Ik open het raam, zodat het beestje naar buiten kan. De gure wind strijkt in mijn gezicht en ruikt naar zeewater, snel sluit ik het raam weer. Lila mag dan wel slim zijn, ze weet nog niet dat ik mijn watervrees heb overwonnen tijdens de zondvloed van de kerkers. Terwijl ik de Uilenvleugel uitloop, vermoord ik het stemmetje in mijn hoofd dat zegt dat een oversteek door het zwarte meer mijn dood zal zijn. Zonder verdere complicaties weet ik mijn leerlingenkamer in te glippen.
Het verbaast me niets als ik die ochtend word opgeschrokken door een knal. Trevor mompelt slechts dat het nog veel te vroeg is om op te staan, als ik het gordijn van mijn hemelbed open. Ik rommel in de bovenste lade van mijn nachtkastje, maar daar ligt alleen mijn speelgoedsnaai en een klein doosje dat ik maanden geleden in een opwelling voor één van mijn nieuwste uitdagingen heb gekocht.

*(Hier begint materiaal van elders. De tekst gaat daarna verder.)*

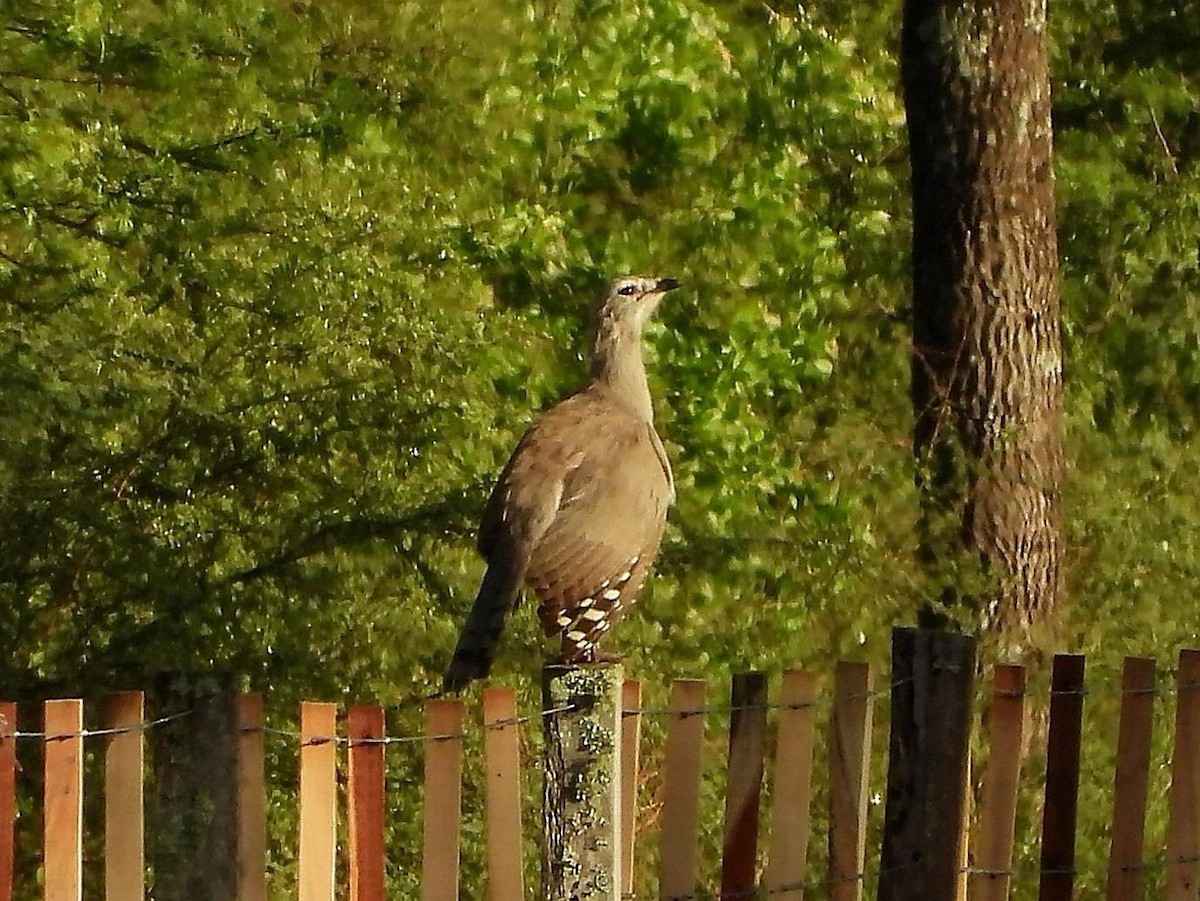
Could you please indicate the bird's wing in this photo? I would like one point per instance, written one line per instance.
(606, 532)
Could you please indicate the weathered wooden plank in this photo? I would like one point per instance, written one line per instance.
(63, 800)
(748, 737)
(196, 780)
(1132, 779)
(251, 799)
(7, 797)
(318, 800)
(1183, 812)
(929, 746)
(502, 752)
(630, 763)
(678, 850)
(443, 800)
(849, 767)
(365, 730)
(124, 799)
(997, 812)
(1060, 811)
(792, 787)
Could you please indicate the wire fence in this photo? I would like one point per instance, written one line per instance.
(1168, 686)
(1168, 683)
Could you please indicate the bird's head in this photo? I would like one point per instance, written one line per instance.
(631, 301)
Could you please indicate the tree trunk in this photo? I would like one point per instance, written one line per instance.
(987, 365)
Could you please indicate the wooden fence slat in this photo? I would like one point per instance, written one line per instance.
(849, 764)
(630, 768)
(318, 799)
(1132, 779)
(124, 799)
(7, 797)
(1183, 816)
(64, 800)
(748, 737)
(365, 730)
(997, 811)
(251, 799)
(1060, 811)
(681, 794)
(792, 787)
(502, 752)
(443, 799)
(929, 744)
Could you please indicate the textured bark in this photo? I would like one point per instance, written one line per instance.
(987, 376)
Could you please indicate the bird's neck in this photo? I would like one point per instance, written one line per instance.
(617, 365)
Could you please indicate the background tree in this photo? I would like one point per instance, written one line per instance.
(987, 371)
(281, 284)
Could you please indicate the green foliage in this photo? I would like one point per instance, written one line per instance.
(281, 284)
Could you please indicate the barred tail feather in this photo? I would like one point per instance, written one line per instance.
(480, 635)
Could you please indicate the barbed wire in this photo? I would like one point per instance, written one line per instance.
(1163, 686)
(142, 726)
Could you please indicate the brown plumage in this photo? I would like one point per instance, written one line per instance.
(579, 511)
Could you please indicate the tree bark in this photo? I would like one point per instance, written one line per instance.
(987, 362)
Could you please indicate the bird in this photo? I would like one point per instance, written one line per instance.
(579, 511)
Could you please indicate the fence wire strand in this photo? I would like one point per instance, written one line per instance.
(1165, 684)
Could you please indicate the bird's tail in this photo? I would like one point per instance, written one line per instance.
(477, 643)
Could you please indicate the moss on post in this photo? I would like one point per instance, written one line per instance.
(581, 853)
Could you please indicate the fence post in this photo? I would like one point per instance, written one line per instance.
(196, 779)
(1061, 805)
(582, 788)
(928, 750)
(748, 737)
(7, 796)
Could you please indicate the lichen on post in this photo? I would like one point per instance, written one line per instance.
(581, 853)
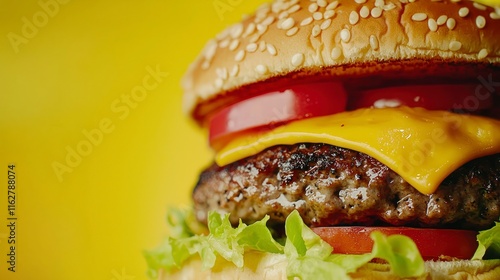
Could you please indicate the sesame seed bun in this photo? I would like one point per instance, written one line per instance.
(287, 41)
(270, 266)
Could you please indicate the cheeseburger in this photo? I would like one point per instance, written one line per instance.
(353, 139)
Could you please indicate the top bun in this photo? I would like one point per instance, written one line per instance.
(343, 38)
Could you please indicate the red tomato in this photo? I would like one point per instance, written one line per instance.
(431, 243)
(274, 108)
(462, 98)
(269, 110)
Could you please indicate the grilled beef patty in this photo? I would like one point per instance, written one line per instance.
(329, 186)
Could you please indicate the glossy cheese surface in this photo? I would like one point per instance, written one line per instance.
(422, 146)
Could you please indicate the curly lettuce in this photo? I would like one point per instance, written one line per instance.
(308, 256)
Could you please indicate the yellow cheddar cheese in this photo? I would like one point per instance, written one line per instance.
(422, 146)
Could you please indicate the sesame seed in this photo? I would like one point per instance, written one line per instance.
(432, 25)
(288, 23)
(455, 45)
(316, 30)
(297, 59)
(218, 83)
(237, 30)
(463, 12)
(326, 24)
(240, 55)
(389, 6)
(494, 15)
(294, 8)
(306, 21)
(292, 31)
(353, 17)
(262, 28)
(376, 12)
(328, 14)
(345, 35)
(271, 49)
(318, 16)
(255, 38)
(332, 5)
(482, 54)
(234, 44)
(221, 73)
(480, 22)
(336, 53)
(252, 47)
(262, 46)
(261, 69)
(442, 20)
(479, 6)
(224, 43)
(364, 12)
(450, 23)
(374, 42)
(419, 17)
(313, 8)
(268, 21)
(234, 71)
(250, 29)
(284, 15)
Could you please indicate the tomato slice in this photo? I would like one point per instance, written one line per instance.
(274, 108)
(432, 243)
(462, 97)
(265, 111)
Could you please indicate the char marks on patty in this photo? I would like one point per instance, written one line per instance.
(330, 185)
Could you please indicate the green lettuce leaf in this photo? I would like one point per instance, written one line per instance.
(489, 243)
(308, 256)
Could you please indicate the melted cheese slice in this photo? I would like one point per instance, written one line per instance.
(422, 146)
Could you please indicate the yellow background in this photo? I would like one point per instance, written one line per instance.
(62, 80)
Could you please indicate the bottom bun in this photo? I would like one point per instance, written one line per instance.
(260, 265)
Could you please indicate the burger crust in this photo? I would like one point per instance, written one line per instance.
(260, 265)
(294, 39)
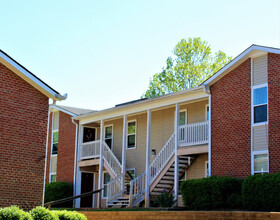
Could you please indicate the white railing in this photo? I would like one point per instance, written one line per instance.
(137, 186)
(111, 160)
(162, 158)
(193, 134)
(90, 149)
(114, 188)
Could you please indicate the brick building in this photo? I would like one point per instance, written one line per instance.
(61, 144)
(24, 104)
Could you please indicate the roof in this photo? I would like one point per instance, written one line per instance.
(252, 51)
(142, 104)
(71, 110)
(29, 77)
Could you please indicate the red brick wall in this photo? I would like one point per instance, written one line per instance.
(66, 149)
(23, 120)
(274, 112)
(231, 119)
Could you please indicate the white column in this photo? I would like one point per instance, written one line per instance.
(79, 174)
(148, 152)
(176, 166)
(124, 146)
(101, 159)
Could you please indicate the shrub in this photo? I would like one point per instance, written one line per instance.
(70, 215)
(261, 192)
(40, 213)
(59, 190)
(14, 213)
(212, 193)
(165, 199)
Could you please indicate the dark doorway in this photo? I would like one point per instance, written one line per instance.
(89, 134)
(86, 186)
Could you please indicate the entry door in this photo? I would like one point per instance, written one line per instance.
(87, 186)
(89, 134)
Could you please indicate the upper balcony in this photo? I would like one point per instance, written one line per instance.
(189, 135)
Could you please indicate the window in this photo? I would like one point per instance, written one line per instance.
(260, 163)
(53, 177)
(106, 180)
(207, 113)
(260, 104)
(182, 120)
(55, 142)
(131, 134)
(131, 173)
(109, 136)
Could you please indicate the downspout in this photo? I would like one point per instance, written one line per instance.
(208, 91)
(46, 156)
(75, 159)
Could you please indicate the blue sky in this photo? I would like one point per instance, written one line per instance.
(104, 52)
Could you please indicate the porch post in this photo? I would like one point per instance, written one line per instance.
(148, 152)
(176, 166)
(124, 148)
(101, 160)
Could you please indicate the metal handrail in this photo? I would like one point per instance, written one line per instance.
(49, 204)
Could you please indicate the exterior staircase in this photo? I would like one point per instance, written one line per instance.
(165, 180)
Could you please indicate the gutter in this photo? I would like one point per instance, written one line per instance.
(75, 159)
(208, 91)
(46, 157)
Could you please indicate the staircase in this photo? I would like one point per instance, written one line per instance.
(165, 180)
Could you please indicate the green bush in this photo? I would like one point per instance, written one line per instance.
(59, 190)
(212, 193)
(262, 192)
(40, 213)
(165, 199)
(70, 215)
(14, 213)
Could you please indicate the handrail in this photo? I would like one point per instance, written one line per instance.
(49, 204)
(137, 186)
(114, 188)
(194, 134)
(112, 160)
(162, 158)
(90, 149)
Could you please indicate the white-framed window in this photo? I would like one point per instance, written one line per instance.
(131, 172)
(183, 117)
(55, 141)
(260, 162)
(109, 136)
(206, 169)
(259, 111)
(207, 112)
(131, 134)
(106, 180)
(52, 177)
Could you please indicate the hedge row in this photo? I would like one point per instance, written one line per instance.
(256, 193)
(59, 190)
(39, 213)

Snel trek ik de onderste lade open waar elk jaar meer rotzooi in ligt. Chocokikkers zonder kop, kauwgomballen, meerdere proppen aan nooit afgemaakt huiswerk. Uiteindelijk stuiten mijn vingers op iets onbekends en met kloppend hart vis ik het voorwerp uit mijn lade. Het is een klein doorzichtig buisje met bruine vloeistof. Op het flesje heeft de klootzak een label geplakt.
1 druppel 1 x per week
T.D.U.
De initialen van mijn vader, Trust Dylan Unger. Heb ik al verteld dat mijn ouweheer toverdrankmeester is op het Ministerie van Toverkunst? Die man heeft zich uitgesloofd en onze huiself Lenina gebruikt om de toverdrank sneller op Zweinstein te krijgen dan per uilenpost. Hem over Lila’s symptomen vertellen blijkt inderdaad een betere keuze dan Trevor.
Opgelucht haal ik de inhoud uit mijn bovenste lade. Met een tik van mijn toverstaf wordt de dubbele bodem zichtbaar, waar ik het flesje met de toverdrank in stop. Daarna leg ik mijn speelgoedsnaai weer terug.
Het doosje kan ik maar beter weggooien, ik denk niet dat ik Scarlett blij maak met een of ander prullaria dat ik gekocht heb om iemand anders het hof te maken. Ik pak het zwarte doosje met een rood lint op. Voordat ik het in de richting van de prullenbak gooi, zie ik dat aan het lint een kaartje hangt.
Voor Mirella.
Bij alle slangen, die blonde Griffoendor heet Mirella! Blijkbaar ben ik nog niet helemaal over mijn haat voor de La-klank af.